A spokesman for Montana Republican Sen. Conrad Burns, one of the chief co-sponsors of a plan to arm pilots, said he would push for committee action in September, after the chamber returns from its summer recess, with the hope of getting the entire Senate to approve the measure soon afterward.
"We intend to ask for a markup (committee) hearing in September. Our feeling is that this is going to pass easily out of committee and survive a vote on the floor," said Eric Bovim, Burns' spokesman.
South Carolina Democrat Ernest Hollings, chairman of the Senate Commerce Committee through which the pilot-arming proposal must pass, removed a potential obstacle on Tuesday when he said he would not stand in the way of a committee vote on the plan.
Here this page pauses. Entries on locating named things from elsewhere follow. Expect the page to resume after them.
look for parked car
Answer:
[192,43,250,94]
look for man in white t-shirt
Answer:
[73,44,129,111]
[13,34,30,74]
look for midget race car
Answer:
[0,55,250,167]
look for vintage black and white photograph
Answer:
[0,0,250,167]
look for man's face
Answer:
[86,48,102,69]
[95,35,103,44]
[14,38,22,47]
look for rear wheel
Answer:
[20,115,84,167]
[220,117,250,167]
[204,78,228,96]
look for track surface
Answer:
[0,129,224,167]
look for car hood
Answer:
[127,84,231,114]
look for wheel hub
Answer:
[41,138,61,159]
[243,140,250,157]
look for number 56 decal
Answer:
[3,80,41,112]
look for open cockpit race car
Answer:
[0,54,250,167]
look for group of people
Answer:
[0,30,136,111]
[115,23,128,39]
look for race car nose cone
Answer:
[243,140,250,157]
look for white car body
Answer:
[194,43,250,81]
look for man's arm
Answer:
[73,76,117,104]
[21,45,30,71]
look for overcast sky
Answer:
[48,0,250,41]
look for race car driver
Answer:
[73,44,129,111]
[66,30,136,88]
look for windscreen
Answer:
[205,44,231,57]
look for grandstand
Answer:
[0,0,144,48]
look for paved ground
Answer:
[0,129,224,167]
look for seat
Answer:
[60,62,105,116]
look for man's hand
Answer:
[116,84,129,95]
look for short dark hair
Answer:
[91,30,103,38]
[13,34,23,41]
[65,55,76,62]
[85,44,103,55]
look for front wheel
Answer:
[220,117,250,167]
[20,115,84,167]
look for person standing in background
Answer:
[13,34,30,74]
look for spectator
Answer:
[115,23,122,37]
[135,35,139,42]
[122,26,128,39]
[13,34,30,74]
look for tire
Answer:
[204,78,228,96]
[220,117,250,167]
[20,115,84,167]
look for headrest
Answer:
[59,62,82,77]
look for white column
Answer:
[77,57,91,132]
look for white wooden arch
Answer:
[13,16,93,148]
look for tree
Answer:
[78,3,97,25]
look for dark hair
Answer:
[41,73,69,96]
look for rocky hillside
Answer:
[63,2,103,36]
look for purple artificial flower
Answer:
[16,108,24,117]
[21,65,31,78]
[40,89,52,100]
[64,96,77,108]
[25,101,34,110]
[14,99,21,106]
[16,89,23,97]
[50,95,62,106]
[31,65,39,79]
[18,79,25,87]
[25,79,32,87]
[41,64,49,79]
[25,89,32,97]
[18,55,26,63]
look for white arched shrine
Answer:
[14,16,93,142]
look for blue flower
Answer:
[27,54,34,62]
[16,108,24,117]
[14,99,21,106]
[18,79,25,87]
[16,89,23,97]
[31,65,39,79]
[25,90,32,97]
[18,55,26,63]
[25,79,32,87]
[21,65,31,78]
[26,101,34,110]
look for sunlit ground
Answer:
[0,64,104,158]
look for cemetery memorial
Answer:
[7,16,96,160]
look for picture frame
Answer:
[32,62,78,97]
The House of Representatives has already voted to let pilots carry guns, although the Bush administration said two months ago it was opposed to the idea. However, last week Transportation Secretary Norman Mineta said he had asked his new security chief to study the possibility.
MACHETES NEXT?
Earlier this year, Hollings mocked the idea of giving guns to pilots, saying passengers might be armed with machetes next. But support has been building both in and out of his committee for the proposal, which has 24 co-sponsors in the Senate.
Hollings' spokesman Andy Davis said the senator still thought arming pilots was a "terrible idea," and believed the money could be better spent reinforcing cockpit doors, but that he would not block a committee vote.
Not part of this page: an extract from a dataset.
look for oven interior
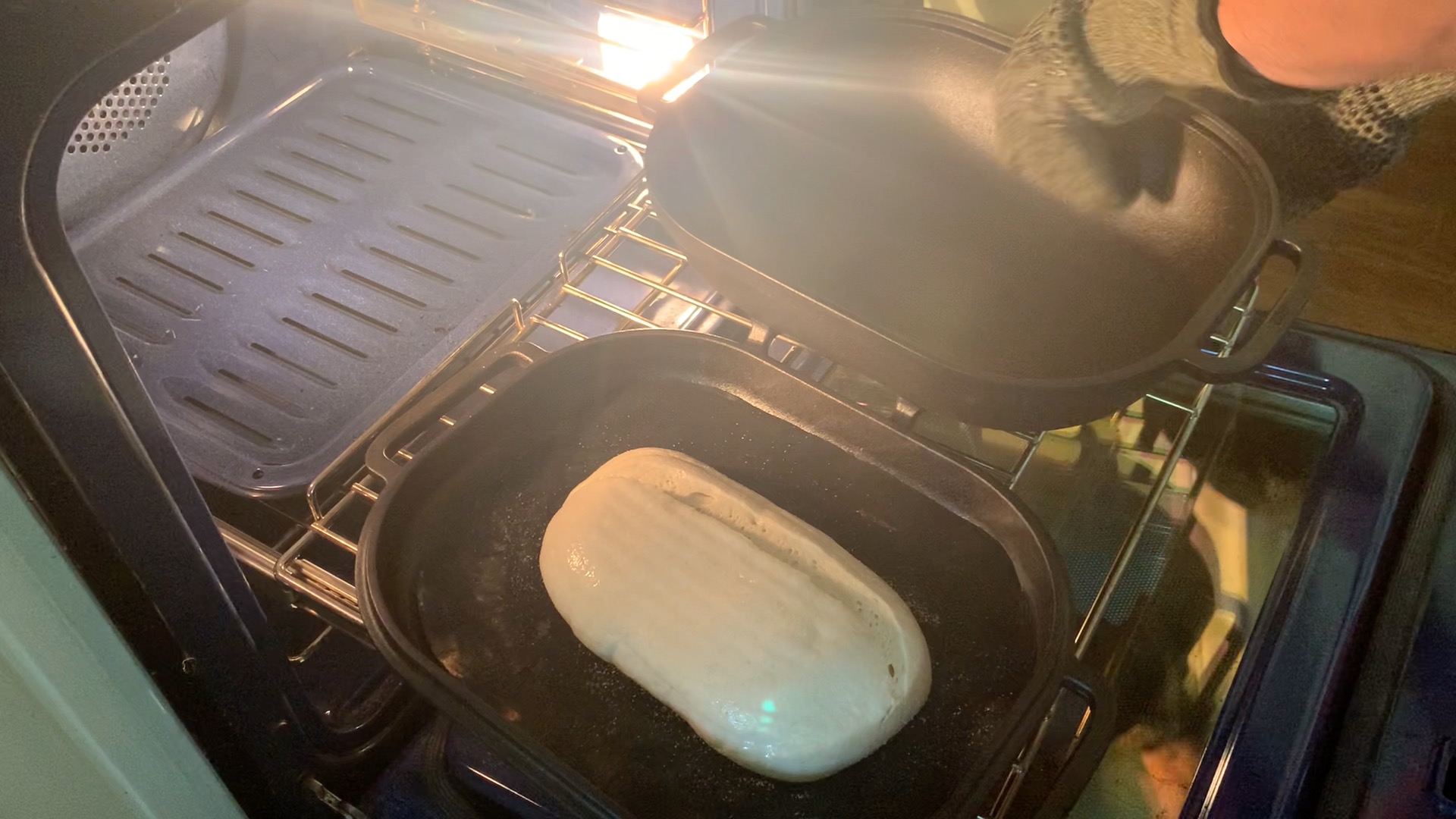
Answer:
[58,0,1335,816]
The House in July passed legislation that would allow all 70,000 pilots of U.S. commercial airplanes to carry guns on a voluntary basis. Supporters said it was necessary to secure the cockpit and prevent hijackings of the kind that happened last Sept. 11.
Two months ago, the Bush administration announced it opposed the idea, and Mineta said last week that a plan like the House had approved could be very expensive, costing $850 million to establish and over $250 million a year to carry out.
However, Mineta also said that while he was personally opposed to giving pilots lethal force, he had asked his new security chief to explore options to arm pilots with guns.